Our findings shed light on how the human body reacts to SARS-CoV-2 infection as a unit and provide insights on effectively evaluating the disease severity of patients with COVID-19 based on more common medical features when gold standard features are not available. We suggest that clinical information can be used as an initial screening tool for self-evaluation and triage, while laboratory test results should be applied when accuracy is the priority.
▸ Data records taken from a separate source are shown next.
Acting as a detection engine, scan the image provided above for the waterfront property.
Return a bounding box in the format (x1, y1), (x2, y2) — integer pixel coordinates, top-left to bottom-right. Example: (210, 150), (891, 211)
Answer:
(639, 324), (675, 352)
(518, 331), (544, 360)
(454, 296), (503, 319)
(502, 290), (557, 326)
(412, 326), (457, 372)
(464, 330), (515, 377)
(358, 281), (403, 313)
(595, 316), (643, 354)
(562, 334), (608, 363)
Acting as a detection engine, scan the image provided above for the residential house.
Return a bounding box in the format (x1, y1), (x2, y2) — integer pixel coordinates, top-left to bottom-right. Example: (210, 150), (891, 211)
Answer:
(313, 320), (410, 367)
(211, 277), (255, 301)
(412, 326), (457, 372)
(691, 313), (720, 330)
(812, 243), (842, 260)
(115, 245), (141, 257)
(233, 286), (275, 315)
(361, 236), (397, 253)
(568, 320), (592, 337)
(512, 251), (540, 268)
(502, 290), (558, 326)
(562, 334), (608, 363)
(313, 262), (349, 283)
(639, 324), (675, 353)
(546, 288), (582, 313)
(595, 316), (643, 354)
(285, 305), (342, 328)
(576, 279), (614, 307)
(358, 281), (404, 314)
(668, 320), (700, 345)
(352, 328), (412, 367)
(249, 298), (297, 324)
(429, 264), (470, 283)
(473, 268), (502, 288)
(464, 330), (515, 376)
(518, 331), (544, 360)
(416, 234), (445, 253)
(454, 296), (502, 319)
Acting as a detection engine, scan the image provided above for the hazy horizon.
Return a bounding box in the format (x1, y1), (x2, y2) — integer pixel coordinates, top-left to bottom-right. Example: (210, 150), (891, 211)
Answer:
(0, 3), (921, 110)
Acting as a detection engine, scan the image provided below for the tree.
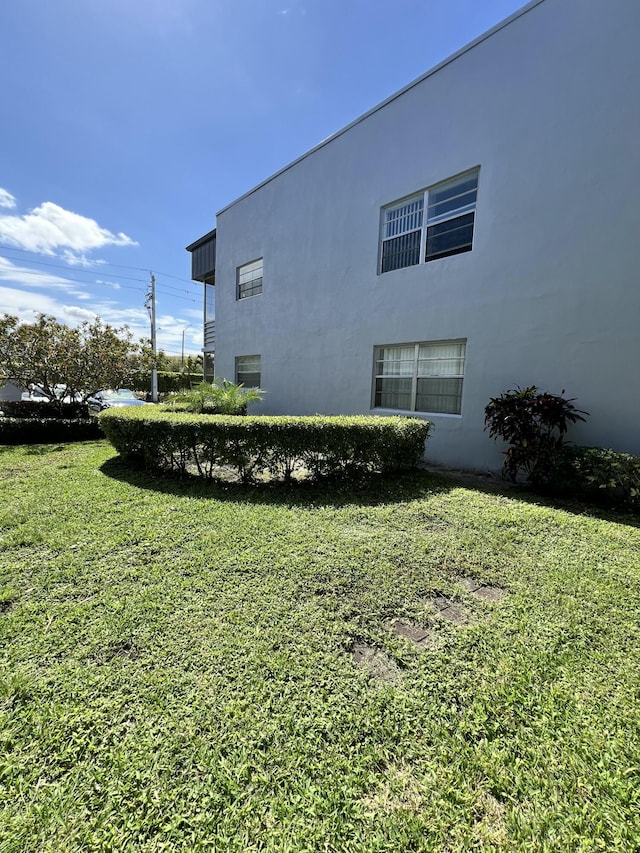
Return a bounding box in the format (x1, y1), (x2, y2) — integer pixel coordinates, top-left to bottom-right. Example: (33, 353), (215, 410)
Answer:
(484, 385), (588, 486)
(0, 314), (151, 402)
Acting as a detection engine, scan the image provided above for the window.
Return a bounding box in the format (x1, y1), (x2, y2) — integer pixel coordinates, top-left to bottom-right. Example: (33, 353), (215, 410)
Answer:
(380, 169), (478, 272)
(236, 355), (261, 388)
(237, 258), (262, 299)
(373, 341), (466, 415)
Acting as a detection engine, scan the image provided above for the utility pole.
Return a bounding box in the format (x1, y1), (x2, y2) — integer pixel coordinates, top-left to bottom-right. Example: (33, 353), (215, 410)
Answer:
(144, 272), (158, 403)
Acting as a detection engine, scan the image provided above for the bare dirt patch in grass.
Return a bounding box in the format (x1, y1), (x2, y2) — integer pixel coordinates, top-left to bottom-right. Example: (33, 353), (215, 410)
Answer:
(424, 595), (471, 625)
(457, 577), (507, 603)
(352, 643), (400, 684)
(386, 617), (438, 651)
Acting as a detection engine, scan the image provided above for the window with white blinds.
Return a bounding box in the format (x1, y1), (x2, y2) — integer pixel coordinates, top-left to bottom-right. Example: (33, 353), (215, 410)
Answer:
(237, 258), (263, 299)
(380, 169), (478, 272)
(373, 341), (466, 415)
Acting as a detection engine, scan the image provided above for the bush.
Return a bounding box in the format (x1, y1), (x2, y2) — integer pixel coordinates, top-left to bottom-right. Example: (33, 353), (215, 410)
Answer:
(484, 385), (587, 487)
(0, 416), (104, 444)
(551, 446), (640, 512)
(99, 408), (431, 483)
(0, 400), (89, 421)
(165, 379), (264, 415)
(133, 370), (202, 394)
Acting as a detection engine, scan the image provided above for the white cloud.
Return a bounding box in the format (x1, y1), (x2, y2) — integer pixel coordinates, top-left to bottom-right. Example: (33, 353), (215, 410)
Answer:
(0, 200), (138, 256)
(62, 305), (97, 323)
(0, 257), (84, 295)
(0, 187), (16, 208)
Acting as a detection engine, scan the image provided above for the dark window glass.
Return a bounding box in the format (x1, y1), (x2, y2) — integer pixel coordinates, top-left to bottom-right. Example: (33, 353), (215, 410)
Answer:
(238, 276), (262, 299)
(375, 376), (413, 411)
(425, 213), (475, 261)
(416, 377), (462, 415)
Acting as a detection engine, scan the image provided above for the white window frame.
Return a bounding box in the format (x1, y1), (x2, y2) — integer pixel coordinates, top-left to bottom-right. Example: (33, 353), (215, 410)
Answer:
(371, 338), (467, 417)
(235, 354), (262, 388)
(378, 166), (480, 274)
(236, 258), (264, 299)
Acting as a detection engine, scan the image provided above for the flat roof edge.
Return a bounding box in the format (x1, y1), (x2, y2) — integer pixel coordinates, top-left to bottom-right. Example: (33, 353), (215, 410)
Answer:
(215, 0), (546, 216)
(185, 228), (216, 252)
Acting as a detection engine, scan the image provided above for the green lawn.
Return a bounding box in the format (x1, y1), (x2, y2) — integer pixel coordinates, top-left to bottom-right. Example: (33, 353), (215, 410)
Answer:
(0, 442), (640, 853)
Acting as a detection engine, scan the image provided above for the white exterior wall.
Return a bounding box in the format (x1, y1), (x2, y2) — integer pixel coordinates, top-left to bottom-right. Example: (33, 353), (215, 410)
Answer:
(216, 0), (640, 469)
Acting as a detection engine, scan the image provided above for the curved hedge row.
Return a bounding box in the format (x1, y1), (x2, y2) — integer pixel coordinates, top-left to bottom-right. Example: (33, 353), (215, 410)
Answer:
(99, 407), (431, 483)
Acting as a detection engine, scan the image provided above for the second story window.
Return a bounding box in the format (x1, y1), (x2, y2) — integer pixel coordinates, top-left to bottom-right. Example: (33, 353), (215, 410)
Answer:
(380, 169), (478, 272)
(236, 258), (262, 299)
(236, 355), (262, 388)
有效且高效地诊断患有 COVID-19 的患者,并确定其疾病的准确临床类型,对于实现患者的最佳治疗效果以及降低医疗系统过载的风险至关重要。目前,严重和非严重的 COVID-19 类型仅通过少数特征来区分,这些特征不能全面描述不同疾病类型中 SARS-CoV-2 感染的复杂病理、生理和免疫反应。此外,这些定义类型的特征在诊断时可能不容易进行检测。
在这项研究中,我们旨在使用机器学习方法更全面地了解 COVID-19,基于多种医学特征准确区分严重和非严重 COVID-19 临床类型,并提供疾病临床类型的可靠预测。
在这项研究中,我们招募了 214 名确诊的非严重 COVID-19 患者和 148 名严重 COVID-19 患者。入院时采集了临床特征(26 个特征)和实验室检查结果(26 个特征)作为两种输入方式。探索性分析表明,这两种临床类型之间存在显著差异。基于每个模态的所有特征以及每个模态中排名前 5 的特征,开发并验证了基于机器学习的随机森林模型,以区分 COVID-19 临床类型。
使用临床和实验室结果作为独立的输入,随机森林模型的预测准确率分别达到了>90%和>95%。进一步评估了输入特征的重要性得分,并确定了每个模态的前 5 个特征(临床特征模态为年龄、高血压、心血管疾病、性别和糖尿病,实验室检测模态为二聚体纤溶酶片段 D、高敏肌钙蛋白 I、绝对中性粒细胞计数、白细胞介素 6 和乳酸脱氢酶,依次降序排列)。使用这 10 个多模态特征作为唯一输入,而不是组合使用 52 个特征,随机森林模型可以达到 97%的预测准确率。
我们的研究结果揭示了人体对 SARS-CoV-2 感染的反应方式,并为在无法获得金标准特征时,基于更常见的医学特征有效评估 COVID-19 患者的疾病严重程度提供了新的见解。我们建议将临床信息用作自我评估和分诊的初始筛查工具,而在需要准确性时应应用实验室检查结果。